As adults, the lessons in logic may be more complex and often subject us to the likes of exploitation, deceit, etc.  We make decisions on what house to buy, what car to lease, and a wide array of other life-changing events.  Logical reasoning becomes the armored suit that protects us from the bait and switch, the shady con, and other manipulative practices that run rampant within our society.

You may be wondering how this corresponds with IEP Goals and Executive Functioning, but strangely enough—it does!  Depending on your child’s diagnosis, logical reasoning concepts and passages on standardized tests can be quite difficult—perhaps too difficult to grasp.  It’s ok!  Not all kids are meant to be statisticians, software engineers, or scientists.  We need to accept our children’s strengths and deficiencies and navigate them accordingly.

For children who struggle with “academic” logic, it is important to arm them with tools to apply “real world” logic.  How does one teach real world logic?  Take your children with you when you buy a car and have them witness the negotiation process.  Take them to the mechanic and explain to them why you turned down additional services that were offered.  We want our kids to be in tune with many of these situations to avoid getting “ripped off”.  Keep in mind that this is a delicate process, as you don’t want them to become staunch cynics with a “glass half empty” view of life!
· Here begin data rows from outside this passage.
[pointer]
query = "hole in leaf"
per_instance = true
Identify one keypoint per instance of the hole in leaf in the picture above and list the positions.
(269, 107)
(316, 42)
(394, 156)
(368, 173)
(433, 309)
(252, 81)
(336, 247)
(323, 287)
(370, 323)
I know this was a lot to take in, so I’ll keep this brief.  I must reiterate that these above tips are applicable to any child—not just those on a 504 Plan or IEP.  In many respects, these tips represent life’s “foundational skills”.  Just as missing foundational skills in the classroom result in “learning gaps,” missing real world “foundational skills” create “life gaps.”  Look at the “real world” as a continuing class room of sorts.  So, we must continuously arm ourselves with knowledge and defense mechanisms in order to successfully navigate through life’s many obstacles.